Miss Laurenson told the ombudsman the staff at the care centre had failed to give the patient travel service all the details about Mrs Renwick that they should have done to enable appropriate travel to be arranged. A new system has since been put in place which requires the patient travel service to ask about care needs when taking a booking for a patient from a care centre and for care centre staff to give full details.
The complaint has taken two-and-a-half years for the ombudsman to investigate and report on. The delays were for a variety of reasons and the ombudsman has apologised to the family, the board and the ambulance service.
Miss Laurenson said the board took complaints very seriously and if anybody got a service which was not up to standard they would take steps to resolve it. “This happened in 2006 and we have put in place the majority of the actions to resolve it, some of which were recognised in the report, including working with the Scottish Ambulance Service. On a personal level I am really very sorry if the service does not meet people’s needs at any time.”
Her board has not asked for a report on the specific case and if it did she would produce one. There will be a report on the ambulance issue at the board’s meeting next month.
A spokesman for the ambulance service said it had apologised to the family and had implemented the ombudsman’s recommendations for improvements.

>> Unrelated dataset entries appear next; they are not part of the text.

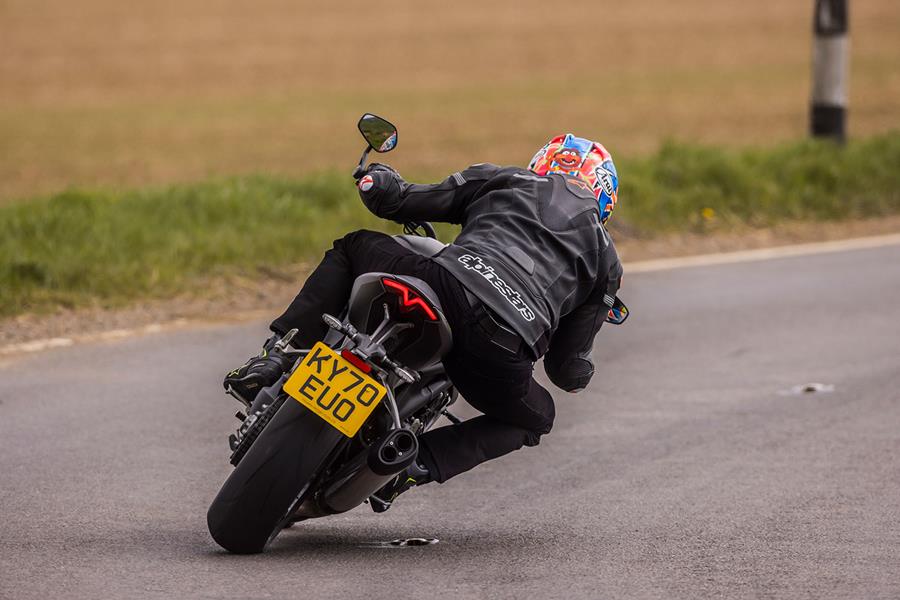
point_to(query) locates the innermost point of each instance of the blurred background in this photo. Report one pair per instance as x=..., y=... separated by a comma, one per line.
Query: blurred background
x=106, y=92
x=149, y=148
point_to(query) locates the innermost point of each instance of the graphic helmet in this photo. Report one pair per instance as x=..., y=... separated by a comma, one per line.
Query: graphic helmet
x=586, y=160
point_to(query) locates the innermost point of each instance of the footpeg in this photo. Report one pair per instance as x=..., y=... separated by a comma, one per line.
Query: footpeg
x=451, y=417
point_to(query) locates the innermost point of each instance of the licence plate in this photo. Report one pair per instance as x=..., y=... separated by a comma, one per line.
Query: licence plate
x=334, y=389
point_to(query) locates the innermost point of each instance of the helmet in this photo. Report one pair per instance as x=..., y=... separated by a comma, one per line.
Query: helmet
x=585, y=160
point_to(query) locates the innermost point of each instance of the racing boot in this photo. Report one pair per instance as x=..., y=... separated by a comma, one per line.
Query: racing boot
x=415, y=474
x=260, y=371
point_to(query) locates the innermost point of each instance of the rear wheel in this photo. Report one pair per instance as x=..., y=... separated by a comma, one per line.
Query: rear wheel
x=258, y=497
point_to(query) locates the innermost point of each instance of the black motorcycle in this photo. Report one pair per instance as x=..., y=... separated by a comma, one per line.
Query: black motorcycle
x=346, y=419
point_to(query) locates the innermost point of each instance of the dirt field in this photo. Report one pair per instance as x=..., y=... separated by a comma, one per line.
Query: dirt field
x=110, y=92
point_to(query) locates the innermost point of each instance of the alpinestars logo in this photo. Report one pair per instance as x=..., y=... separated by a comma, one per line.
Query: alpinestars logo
x=473, y=263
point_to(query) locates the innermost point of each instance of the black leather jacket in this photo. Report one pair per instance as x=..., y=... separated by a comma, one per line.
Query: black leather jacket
x=531, y=248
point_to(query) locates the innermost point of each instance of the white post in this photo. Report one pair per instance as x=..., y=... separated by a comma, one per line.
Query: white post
x=830, y=65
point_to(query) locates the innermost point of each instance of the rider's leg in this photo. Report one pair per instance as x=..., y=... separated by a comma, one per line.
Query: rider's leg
x=508, y=423
x=516, y=409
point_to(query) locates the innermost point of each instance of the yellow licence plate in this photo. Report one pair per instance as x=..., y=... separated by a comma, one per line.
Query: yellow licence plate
x=334, y=389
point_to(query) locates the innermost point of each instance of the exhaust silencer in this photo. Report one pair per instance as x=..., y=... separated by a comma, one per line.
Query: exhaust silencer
x=386, y=457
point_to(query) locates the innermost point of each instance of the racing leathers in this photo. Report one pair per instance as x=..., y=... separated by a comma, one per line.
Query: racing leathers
x=532, y=262
x=531, y=248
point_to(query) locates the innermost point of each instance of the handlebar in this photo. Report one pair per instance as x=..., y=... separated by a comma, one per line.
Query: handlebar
x=412, y=228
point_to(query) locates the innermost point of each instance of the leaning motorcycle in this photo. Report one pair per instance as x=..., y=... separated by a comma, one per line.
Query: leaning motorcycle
x=346, y=418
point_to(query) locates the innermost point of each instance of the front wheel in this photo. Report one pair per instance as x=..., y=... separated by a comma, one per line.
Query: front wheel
x=256, y=500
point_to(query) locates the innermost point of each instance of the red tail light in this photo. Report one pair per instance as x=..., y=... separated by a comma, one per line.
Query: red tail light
x=356, y=361
x=409, y=298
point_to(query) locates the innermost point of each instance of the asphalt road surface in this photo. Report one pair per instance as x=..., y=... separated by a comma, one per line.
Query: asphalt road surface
x=687, y=470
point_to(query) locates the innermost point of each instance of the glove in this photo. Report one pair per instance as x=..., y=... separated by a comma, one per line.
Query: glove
x=382, y=167
x=379, y=188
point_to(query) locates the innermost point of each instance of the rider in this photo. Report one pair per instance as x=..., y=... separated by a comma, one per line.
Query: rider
x=533, y=273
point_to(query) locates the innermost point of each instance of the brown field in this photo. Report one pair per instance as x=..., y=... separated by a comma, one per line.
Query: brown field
x=148, y=91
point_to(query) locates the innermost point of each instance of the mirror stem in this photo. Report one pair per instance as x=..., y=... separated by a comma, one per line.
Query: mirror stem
x=359, y=170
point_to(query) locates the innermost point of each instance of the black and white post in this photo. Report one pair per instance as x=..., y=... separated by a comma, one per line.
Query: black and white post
x=830, y=64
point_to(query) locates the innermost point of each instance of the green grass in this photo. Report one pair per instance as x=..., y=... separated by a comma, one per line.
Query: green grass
x=702, y=188
x=84, y=247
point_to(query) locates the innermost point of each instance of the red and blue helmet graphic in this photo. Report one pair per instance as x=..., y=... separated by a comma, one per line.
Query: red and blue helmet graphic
x=586, y=160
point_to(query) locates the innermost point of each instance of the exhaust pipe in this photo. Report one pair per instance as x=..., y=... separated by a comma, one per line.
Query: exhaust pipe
x=366, y=475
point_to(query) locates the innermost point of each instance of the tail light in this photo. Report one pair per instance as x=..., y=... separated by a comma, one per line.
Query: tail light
x=410, y=300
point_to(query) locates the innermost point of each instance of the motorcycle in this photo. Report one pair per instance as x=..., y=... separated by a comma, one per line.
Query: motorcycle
x=346, y=418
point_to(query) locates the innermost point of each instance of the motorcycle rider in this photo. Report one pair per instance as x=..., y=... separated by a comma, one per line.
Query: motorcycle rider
x=532, y=274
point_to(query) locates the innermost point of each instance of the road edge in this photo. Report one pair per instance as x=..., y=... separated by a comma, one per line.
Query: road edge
x=644, y=266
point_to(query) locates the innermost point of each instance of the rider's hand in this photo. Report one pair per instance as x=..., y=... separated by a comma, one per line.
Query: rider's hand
x=379, y=186
x=382, y=167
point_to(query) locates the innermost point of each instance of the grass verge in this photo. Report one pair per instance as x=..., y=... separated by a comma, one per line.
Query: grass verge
x=84, y=247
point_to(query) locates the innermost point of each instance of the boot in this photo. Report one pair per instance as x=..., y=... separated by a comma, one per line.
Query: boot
x=259, y=371
x=415, y=474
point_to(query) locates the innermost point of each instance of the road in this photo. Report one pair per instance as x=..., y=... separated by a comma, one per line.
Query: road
x=685, y=471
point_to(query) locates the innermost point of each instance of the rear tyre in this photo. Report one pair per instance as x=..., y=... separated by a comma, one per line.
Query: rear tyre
x=271, y=479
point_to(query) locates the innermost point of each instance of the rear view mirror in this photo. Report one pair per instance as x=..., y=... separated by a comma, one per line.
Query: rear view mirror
x=381, y=134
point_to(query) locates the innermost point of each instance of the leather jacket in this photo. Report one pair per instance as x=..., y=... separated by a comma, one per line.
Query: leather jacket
x=531, y=248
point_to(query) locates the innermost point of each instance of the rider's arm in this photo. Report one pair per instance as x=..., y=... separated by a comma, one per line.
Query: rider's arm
x=390, y=197
x=568, y=361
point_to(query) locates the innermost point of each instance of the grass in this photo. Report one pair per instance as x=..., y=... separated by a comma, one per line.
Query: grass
x=85, y=247
x=97, y=93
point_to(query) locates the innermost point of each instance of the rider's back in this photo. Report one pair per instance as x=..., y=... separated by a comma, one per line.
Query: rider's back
x=532, y=248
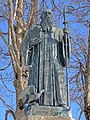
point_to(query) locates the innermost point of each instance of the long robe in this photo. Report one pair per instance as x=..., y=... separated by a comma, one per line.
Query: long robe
x=45, y=53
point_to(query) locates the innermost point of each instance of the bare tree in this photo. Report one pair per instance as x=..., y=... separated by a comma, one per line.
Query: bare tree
x=18, y=16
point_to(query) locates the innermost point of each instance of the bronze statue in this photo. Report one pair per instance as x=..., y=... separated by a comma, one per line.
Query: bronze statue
x=44, y=52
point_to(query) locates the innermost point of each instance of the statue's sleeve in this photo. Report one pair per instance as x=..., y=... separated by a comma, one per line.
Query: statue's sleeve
x=62, y=48
x=25, y=44
x=31, y=39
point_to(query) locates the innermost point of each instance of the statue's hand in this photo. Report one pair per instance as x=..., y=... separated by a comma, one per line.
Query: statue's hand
x=34, y=42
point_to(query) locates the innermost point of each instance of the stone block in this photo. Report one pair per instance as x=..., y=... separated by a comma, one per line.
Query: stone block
x=47, y=118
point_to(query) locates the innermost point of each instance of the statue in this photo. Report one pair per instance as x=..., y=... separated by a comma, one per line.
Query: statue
x=44, y=52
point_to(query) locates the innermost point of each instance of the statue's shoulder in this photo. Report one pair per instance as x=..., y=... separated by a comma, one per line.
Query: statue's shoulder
x=57, y=29
x=35, y=26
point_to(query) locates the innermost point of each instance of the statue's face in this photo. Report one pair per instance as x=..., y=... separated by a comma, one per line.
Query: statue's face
x=46, y=15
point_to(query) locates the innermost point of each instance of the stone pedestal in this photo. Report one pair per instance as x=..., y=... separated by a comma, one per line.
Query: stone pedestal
x=36, y=110
x=48, y=113
x=47, y=118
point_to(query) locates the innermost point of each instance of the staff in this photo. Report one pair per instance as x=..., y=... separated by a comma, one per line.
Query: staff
x=71, y=8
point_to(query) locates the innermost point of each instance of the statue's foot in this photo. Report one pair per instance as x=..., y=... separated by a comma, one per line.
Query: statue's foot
x=63, y=105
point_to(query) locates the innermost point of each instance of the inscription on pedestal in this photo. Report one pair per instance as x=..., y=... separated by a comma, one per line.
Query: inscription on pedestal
x=49, y=111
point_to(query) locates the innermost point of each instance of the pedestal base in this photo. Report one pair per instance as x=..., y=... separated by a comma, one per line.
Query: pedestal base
x=47, y=118
x=36, y=110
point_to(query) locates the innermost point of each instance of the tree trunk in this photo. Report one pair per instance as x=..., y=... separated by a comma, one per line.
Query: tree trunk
x=87, y=93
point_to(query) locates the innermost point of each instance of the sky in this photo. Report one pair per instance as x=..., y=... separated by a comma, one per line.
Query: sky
x=10, y=97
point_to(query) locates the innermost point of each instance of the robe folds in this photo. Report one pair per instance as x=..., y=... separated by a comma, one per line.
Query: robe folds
x=45, y=53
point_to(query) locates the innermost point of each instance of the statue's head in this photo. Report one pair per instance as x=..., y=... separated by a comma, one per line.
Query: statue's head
x=46, y=15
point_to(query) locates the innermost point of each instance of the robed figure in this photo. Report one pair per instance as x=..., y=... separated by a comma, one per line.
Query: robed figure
x=44, y=52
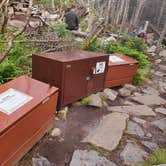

Last month the lack of a second ambulance led to an injured teenage driver having to wait two hours after his car crashed off the road and down an embankment at Levenwick. Last year a hospital porter turned up in his car at Sandwick to take Alan Woodworth to the Gilbert Bain an hour after his wife had twice call 999 to say he was having a heart attack. The ambulance service, although a separate board, is part of the NHS.